I didn’t react; I had since stopped reacting to things. But I knew how to pretend. I acted surprised. I was given a regimen to follow in an attempt to “prevent my levels from dropping further” - no mention of getting them back up right now. Who knows how much rest that would take.

Turns out cortisol can stop spiking and reacting when it’s presented with too much stress for too long. It’s funny. There’ve been studies saying that stress can kill you. I certainly felt like I was dying.

I went home and promptly spiked a 101.1 degree fever. It wasn’t covid according to the testing site. I didn’t have any sore throat or stuffy nose. But my body ached. I curled up on the couch and stayed there.

Through my 29th birthday. Through most of the weekend.

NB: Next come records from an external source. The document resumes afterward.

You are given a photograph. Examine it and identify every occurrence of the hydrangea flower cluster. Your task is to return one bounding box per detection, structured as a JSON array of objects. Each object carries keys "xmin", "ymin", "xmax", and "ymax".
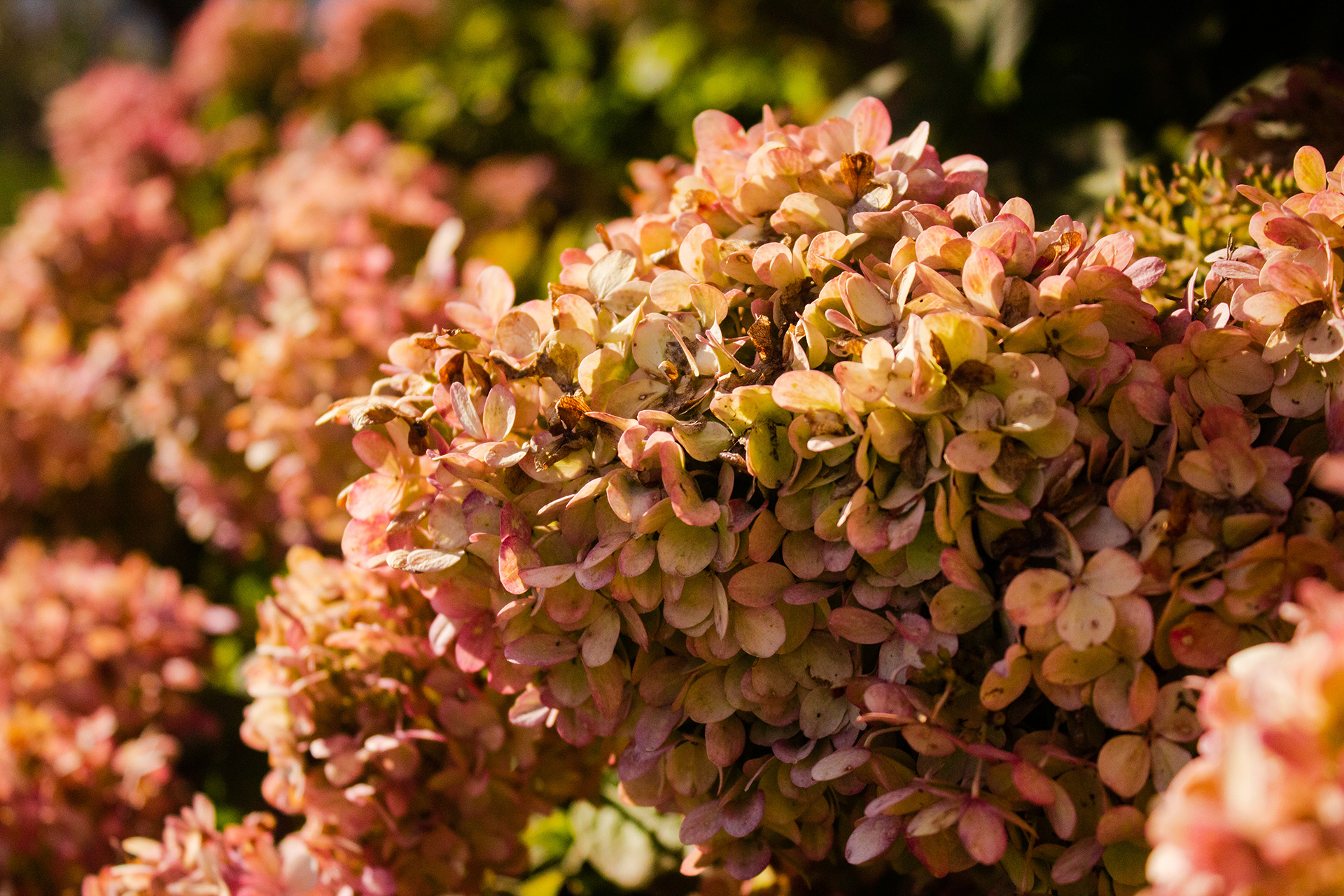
[
  {"xmin": 120, "ymin": 124, "xmax": 461, "ymax": 552},
  {"xmin": 317, "ymin": 99, "xmax": 1344, "ymax": 893},
  {"xmin": 1102, "ymin": 153, "xmax": 1293, "ymax": 307},
  {"xmin": 1148, "ymin": 570, "xmax": 1344, "ymax": 896},
  {"xmin": 0, "ymin": 541, "xmax": 234, "ymax": 893},
  {"xmin": 0, "ymin": 0, "xmax": 552, "ymax": 554},
  {"xmin": 82, "ymin": 794, "xmax": 357, "ymax": 896},
  {"xmin": 244, "ymin": 548, "xmax": 598, "ymax": 896},
  {"xmin": 0, "ymin": 64, "xmax": 203, "ymax": 503}
]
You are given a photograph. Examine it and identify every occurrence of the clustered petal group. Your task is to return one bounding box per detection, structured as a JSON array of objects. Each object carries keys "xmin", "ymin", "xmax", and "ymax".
[
  {"xmin": 0, "ymin": 540, "xmax": 235, "ymax": 895},
  {"xmin": 309, "ymin": 91, "xmax": 1344, "ymax": 892}
]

The fever is gone but I’m writing you now to let you know that the exhaustion is not gone. It sticks around. I’ve been trying to work but cannot. It is debilitating. And also, fuck, literally nothing is worth making you feel like this. Nothing. I haven’t felt this horrible since I was depressed in high school.

However, then I was crouching from dark thoughts coming from a dark place I’ve since put a candle in - now I’m just drained. Dried. Wrung out. Not enough to even be a wreck.

I could have money, and be chained to my desk, and pretend like the world isn’t on fire, that we haven’t lost more to this raging pandemic, but then I’d also have nothing.

Because that’s what it feels like my body and mind have become. I hope they haven’t wandered too far away from me to get them back. I miss them; and who I was before this set in.

That child on the field, in the snow.

That child. Are they still there, do you think?